In a day-long appearance before House and Senate panels, Lighthizer defended the president's use of tariffs to overhaul U.S. trade policy, cast doubt on prospects for quickly reaching agreements with the European Union and the United Kingdom, and pledged to crack down on any violations of a new North American trade deal that takes effect on July 1.

Lighthizer called the U.S.-Mexico-Canada Agreement (USMCA) "the best trade agreement in U.S. history," but acknowledged that he anticipates issues with its implementation. The pact replaces the 1994 North American Free Trade Agreement (NAFTA), which Trump has blamed for the loss of millions of American factory jobs.

The new deal contains strict labor and environmental standards designed to prevent similar U.S. payroll erosion, which will mark a sharp break with traditional Mexican labor market practices.

"Labor enforcement in Mexico is going to be a problem," Lighthizer said.

Underscoring Trump's revolutionary approach to U.S. global ties, Lighthizer also pointedly assailed the World Trade Organization (WTO). Though the body was established in 1995 under Washington's auspices, the trade chief said it had undermined U.S. interests by failing to police China's trade behavior.

"I think the WTO is a mess. The WTO has failed America and it's failed the international trading system," the trade chief told lawmakers.

Lighthizer has been a longtime critic of the WTO's system for resolving disputes between members, blocking appointments to the appellate body and leaving it without a quorum. Lighthizer escalated his criticism on Wednesday, saying it did not matter whether the panel ever returned to normal operations.

"I don't think the appellate body was working well...I don't feel any compulsion to have it ever come back into effect," he said. "I'm not a fan of the appellate body."

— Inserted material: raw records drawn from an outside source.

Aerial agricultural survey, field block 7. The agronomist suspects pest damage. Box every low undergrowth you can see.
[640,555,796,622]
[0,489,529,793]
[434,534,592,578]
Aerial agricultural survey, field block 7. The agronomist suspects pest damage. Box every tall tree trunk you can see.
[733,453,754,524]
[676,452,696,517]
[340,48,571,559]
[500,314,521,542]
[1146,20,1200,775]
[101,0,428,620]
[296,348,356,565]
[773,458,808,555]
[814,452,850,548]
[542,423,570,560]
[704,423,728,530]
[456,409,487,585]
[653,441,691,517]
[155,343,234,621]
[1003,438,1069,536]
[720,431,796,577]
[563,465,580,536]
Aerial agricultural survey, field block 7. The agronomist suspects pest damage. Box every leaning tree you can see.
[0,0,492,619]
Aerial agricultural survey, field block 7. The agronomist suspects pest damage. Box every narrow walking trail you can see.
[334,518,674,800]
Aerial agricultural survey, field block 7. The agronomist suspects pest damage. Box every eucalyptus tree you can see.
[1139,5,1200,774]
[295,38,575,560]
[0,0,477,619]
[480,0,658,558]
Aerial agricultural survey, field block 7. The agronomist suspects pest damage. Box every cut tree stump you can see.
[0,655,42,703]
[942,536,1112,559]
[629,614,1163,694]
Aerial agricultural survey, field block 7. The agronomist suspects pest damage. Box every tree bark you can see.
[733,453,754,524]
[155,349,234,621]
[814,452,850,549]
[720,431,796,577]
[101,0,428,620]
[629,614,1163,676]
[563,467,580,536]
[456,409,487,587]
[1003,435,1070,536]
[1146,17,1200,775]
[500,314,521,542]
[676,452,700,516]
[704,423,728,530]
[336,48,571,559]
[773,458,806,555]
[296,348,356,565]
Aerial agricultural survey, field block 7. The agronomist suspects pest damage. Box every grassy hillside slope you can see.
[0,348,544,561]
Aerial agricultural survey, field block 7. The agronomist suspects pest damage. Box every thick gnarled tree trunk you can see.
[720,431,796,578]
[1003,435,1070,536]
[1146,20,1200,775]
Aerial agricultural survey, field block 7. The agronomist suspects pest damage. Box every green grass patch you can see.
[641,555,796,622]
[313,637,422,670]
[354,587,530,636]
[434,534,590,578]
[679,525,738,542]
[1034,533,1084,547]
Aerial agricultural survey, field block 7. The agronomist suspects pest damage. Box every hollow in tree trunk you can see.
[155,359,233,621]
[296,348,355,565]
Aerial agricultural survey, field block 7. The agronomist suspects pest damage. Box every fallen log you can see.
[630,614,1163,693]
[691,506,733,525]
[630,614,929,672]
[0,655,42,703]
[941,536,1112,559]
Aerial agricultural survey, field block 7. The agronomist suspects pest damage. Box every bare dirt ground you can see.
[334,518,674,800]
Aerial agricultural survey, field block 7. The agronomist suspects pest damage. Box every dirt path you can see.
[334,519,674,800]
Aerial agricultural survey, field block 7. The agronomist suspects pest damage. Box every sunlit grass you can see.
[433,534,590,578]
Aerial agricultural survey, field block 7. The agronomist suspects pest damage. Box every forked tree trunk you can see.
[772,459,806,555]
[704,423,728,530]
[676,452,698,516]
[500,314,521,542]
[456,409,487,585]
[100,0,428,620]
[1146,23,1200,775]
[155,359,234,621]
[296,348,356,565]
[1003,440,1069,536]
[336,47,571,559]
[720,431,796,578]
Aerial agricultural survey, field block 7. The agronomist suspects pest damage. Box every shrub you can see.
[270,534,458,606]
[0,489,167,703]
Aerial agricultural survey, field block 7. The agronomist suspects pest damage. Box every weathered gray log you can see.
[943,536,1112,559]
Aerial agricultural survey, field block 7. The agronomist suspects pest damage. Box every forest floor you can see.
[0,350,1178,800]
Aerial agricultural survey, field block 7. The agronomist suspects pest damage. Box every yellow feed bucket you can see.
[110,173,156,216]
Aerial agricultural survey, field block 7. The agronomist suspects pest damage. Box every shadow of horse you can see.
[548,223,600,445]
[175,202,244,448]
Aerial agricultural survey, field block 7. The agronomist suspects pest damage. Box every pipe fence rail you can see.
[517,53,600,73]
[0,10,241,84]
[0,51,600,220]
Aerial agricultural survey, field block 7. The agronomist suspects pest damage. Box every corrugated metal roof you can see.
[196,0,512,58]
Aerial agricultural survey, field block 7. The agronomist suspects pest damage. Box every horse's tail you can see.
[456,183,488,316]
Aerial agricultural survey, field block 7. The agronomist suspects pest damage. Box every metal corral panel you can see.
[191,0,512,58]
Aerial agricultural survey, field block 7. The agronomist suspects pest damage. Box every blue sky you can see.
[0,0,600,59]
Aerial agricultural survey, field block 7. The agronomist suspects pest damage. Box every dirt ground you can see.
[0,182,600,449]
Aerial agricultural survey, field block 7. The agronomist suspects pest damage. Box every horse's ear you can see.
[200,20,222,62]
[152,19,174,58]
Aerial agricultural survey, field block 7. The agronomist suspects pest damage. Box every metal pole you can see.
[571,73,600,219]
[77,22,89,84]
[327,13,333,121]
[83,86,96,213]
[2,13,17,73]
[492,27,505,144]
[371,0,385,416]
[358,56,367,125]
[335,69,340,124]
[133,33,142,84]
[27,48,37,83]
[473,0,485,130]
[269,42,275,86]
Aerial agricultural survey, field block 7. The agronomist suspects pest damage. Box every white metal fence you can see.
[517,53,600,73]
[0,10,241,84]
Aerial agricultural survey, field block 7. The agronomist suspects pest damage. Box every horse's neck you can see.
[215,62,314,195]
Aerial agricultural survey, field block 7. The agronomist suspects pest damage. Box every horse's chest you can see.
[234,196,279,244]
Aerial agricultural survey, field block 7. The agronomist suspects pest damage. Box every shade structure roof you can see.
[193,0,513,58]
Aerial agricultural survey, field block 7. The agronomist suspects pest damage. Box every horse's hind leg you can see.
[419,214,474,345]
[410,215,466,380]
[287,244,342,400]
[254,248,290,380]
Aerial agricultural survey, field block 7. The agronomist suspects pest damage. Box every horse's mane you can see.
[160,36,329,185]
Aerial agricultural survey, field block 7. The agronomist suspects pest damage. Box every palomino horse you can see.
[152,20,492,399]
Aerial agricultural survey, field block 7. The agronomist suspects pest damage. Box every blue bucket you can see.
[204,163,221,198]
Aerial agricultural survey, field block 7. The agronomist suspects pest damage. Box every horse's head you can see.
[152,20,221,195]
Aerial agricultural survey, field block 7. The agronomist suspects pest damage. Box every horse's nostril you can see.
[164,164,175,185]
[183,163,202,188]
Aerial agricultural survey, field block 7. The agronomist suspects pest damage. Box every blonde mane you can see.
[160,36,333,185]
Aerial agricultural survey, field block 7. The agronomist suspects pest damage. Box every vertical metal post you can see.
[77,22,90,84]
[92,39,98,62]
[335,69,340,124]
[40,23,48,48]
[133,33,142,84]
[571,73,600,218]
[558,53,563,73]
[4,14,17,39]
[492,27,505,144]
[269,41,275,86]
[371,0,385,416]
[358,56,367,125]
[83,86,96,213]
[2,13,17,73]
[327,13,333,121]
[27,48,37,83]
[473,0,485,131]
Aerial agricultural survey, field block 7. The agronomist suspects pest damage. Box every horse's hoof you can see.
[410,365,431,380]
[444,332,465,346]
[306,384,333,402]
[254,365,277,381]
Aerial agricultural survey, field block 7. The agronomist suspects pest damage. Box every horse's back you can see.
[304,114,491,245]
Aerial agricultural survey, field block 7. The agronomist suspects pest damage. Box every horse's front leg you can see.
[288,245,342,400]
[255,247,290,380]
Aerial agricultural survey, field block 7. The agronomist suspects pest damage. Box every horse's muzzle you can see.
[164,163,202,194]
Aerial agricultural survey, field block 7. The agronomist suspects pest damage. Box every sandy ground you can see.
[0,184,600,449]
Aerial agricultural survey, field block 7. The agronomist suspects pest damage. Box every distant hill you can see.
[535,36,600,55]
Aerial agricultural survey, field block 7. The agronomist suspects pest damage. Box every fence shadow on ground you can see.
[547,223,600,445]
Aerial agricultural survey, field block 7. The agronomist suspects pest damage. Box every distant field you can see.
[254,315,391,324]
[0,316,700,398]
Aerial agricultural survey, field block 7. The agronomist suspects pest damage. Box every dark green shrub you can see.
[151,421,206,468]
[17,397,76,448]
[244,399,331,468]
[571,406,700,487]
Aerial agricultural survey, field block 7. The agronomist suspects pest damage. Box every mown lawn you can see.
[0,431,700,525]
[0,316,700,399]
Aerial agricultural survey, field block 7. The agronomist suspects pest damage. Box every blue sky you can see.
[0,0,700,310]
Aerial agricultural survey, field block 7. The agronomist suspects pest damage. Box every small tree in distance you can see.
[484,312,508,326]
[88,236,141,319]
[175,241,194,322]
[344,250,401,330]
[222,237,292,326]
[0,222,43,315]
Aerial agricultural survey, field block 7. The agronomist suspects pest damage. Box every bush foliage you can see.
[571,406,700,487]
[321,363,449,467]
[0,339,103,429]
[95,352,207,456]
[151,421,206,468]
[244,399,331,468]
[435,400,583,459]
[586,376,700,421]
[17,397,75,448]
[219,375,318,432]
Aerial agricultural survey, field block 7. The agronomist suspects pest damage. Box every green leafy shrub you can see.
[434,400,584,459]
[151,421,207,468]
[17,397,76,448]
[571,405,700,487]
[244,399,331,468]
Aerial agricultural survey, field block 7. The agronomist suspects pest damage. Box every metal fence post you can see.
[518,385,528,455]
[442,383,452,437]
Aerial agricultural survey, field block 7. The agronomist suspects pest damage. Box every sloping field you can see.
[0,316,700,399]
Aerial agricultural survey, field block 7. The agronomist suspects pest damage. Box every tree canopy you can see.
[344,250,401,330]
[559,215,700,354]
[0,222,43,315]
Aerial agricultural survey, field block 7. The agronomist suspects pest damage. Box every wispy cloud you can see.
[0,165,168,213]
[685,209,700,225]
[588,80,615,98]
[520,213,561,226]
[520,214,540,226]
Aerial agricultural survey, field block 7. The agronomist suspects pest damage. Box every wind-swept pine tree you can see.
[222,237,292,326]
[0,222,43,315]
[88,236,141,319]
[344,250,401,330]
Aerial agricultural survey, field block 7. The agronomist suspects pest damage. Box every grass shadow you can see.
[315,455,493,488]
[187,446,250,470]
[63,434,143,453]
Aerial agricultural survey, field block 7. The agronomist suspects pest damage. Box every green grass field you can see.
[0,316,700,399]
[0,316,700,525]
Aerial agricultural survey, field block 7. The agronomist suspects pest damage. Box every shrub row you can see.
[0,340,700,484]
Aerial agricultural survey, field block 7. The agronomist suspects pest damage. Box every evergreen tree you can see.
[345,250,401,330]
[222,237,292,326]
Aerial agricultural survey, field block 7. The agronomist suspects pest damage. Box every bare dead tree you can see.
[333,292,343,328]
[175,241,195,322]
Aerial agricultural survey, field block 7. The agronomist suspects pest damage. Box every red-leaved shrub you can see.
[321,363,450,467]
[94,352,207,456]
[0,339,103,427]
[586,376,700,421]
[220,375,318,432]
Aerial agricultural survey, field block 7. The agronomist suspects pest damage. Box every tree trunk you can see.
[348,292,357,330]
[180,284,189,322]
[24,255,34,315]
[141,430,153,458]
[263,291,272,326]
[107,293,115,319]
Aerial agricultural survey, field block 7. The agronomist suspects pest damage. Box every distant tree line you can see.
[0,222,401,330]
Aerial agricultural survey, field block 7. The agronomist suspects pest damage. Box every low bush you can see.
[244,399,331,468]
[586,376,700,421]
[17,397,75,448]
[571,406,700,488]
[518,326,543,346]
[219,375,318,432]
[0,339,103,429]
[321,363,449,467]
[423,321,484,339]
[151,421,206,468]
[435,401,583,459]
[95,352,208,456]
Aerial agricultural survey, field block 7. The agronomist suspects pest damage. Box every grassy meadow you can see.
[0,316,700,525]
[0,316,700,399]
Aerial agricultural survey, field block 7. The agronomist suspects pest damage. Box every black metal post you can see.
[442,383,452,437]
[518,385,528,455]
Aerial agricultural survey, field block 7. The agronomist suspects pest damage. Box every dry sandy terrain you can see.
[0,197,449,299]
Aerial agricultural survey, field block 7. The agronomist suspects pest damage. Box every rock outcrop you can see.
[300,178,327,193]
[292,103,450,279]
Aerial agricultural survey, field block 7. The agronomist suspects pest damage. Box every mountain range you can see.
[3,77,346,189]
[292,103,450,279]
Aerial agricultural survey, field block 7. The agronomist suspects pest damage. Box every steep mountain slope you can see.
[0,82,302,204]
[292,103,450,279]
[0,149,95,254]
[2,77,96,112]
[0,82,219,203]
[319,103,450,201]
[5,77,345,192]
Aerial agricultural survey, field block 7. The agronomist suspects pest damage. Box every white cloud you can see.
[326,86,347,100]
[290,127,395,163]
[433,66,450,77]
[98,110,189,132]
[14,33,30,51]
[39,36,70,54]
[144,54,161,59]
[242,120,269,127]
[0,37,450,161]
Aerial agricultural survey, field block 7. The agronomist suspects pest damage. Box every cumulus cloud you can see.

As the WTO searches for a replacement for outgoing Director General Roberto Azevedo, Lighthizer said the organization required "fundamental reform" and he vowed to veto any candidate who had "any whiff of anti-Americanism in their past actions."

He also had harsh words for U.S. trading partners that are eyeing new taxes on American internet companies. After France and other European countries announced plans to tax companies such as Amazon, Facebook and Google, the Trump administration threatened to retaliate with tariffs.

The Organization for Economic Cooperation and Development (OECD) in Paris has been hosting negotiations aimed at brokering a compromise. But Treasury Secretary Steven Mnuchin earlier this month pulled out of the talks, saying they should take a back seat to dealing with economic fallout from the pandemic.

"They all came together and agreed they'd screw America," he said of the talks.

Lighthizer appeared in person in a House hearing room, while most lawmakers questioned him by video link. He offered a vigorous defense of the president's repeated use of tariffs to prod U.S. trading partners into changes, saying that any American company forced to pay higher prices for imported raw materials or other inputs should have shifted by now to alternative suppliers.

"If you have a year or two years to make a change, then you should have made a change," he said. "People have had a substantial period of time to find another source."

Citing the pandemic, Lighthizer also called for using tariffs to support domestic production of critical medical supplies, clashing with lawmakers who have pushed for cutting import fees on medical products made overseas.

Multinational corporations that "thought they were so clever running these supply chains all over the world rather than making the stuff in the United States now realize they were taking on substantially more risk than they thought they were," he said.

With little more than five months before election day, Lighthizer said it was unlikely that a trade deal with the UK could be reached before Americans head to the polls, adding that negotiators also had made "very little headway" with the EU in talks aimed at a broad trade pact.

"It's not looking good in the short run although ultimately we have to get something worked out with Europe," he said.